Alkenes: Contain C=C double bonds (sp2 carbons).
Cycloalkenes: Double bond in a ring.
Alkynes: Contain C≡C triple bonds (sp carbons).
Aromatic: Contain a benzene ring.
Alkane Naming
Alkane Name | Number of Carbons |
|---|---|
Methane | 1 |
Ethane | 2 |
Propane | 3 |
Butane | 4 |
Pentane | 5 |
Hexane | 6 |
Heptane | 7 |
Octane | 8 |
Nonane | 9 |
Decane | 10 |
Compounds Containing Oxygen
Alcohols: Contain the hydroxyl group (–OH).
Ethers: Two alkyl groups bonded to an oxygen atom.
Aldehydes and Ketones: Contain the carbonyl group (C=O).
Carboxylic acids: Contain the carboxyl group (–COOH).

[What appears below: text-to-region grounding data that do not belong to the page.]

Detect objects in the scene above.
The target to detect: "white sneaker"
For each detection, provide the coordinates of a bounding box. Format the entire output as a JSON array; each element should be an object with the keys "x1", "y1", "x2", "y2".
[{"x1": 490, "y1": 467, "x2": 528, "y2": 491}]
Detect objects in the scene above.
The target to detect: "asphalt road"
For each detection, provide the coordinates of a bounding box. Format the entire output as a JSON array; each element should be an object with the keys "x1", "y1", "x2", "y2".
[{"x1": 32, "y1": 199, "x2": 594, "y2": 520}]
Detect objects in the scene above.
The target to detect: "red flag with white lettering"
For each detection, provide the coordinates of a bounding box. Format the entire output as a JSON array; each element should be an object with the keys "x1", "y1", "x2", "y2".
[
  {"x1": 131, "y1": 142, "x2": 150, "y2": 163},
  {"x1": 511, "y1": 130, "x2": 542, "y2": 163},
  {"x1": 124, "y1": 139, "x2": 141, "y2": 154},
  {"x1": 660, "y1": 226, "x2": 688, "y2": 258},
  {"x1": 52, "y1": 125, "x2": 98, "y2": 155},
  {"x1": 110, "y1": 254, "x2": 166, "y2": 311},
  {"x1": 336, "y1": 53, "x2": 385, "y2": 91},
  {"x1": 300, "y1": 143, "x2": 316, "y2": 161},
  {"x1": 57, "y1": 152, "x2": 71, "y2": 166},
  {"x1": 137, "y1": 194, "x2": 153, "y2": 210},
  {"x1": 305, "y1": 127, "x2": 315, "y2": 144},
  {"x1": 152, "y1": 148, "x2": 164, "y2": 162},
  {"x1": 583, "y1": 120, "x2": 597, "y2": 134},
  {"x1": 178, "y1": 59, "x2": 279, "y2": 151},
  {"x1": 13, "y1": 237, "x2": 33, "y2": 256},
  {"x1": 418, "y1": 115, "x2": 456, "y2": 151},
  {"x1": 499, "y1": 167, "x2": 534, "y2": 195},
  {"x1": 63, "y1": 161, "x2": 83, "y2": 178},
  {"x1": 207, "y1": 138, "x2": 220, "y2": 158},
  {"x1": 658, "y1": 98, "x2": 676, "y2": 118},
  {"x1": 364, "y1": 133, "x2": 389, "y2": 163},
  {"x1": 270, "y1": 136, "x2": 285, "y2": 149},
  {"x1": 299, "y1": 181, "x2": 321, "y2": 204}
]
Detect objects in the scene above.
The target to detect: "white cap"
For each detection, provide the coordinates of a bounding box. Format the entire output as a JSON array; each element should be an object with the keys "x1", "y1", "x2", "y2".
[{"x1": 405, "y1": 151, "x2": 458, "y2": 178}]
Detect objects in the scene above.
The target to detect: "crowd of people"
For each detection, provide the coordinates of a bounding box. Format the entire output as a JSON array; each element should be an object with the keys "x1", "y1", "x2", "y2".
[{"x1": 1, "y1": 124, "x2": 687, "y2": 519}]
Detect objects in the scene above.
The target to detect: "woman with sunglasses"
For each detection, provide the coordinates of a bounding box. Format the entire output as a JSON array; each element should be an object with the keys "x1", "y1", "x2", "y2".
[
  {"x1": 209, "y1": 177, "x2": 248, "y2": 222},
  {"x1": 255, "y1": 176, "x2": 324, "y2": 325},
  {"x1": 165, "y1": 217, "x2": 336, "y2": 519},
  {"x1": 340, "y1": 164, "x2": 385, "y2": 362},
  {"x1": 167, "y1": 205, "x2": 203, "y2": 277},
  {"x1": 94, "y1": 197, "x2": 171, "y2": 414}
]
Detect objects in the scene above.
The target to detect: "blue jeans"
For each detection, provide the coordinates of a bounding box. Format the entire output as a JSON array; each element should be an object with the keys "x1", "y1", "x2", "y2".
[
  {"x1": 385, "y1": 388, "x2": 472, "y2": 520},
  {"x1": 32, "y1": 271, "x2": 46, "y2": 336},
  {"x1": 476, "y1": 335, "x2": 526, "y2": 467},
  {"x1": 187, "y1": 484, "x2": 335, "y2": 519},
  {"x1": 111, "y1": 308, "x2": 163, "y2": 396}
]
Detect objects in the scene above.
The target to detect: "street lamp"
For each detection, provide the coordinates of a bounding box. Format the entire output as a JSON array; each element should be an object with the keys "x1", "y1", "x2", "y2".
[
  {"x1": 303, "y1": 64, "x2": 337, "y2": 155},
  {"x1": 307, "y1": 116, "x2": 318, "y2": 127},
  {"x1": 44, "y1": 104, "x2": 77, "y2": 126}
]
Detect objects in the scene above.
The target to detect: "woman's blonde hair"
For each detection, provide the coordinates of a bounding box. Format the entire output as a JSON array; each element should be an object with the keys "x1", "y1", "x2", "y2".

Compounds Containing Nitrogen
Amines: Alkylated derivatives of ammonia (R–NH2, R2NH, R3N).
Amides: Carboxylic acid derivatives with nitrogen attached to the carbonyl group.
Nitriles: Contain the cyano group (–C≡N).
Summary Table: Functional Groups
Functional Group | Structure | Example |
|---|---|---|
Alcohol | R–OH | Ethanol |
Ether | R–O–R' | Diethyl ether |
Aldehyde | R–CHO | Acetaldehyde |
Ketone | R–CO–R' | Acetone |
Carboxylic Acid | R–COOH | Acetic acid |
Amine | R–NH2 | Methylamine |
Amide | R–CONH2 | Acetamide |
Nitrile | R–C≡N | Acetonitrile |
Additional info: Mastery of functional groups is essential for understanding organic reactivity and nomenclature.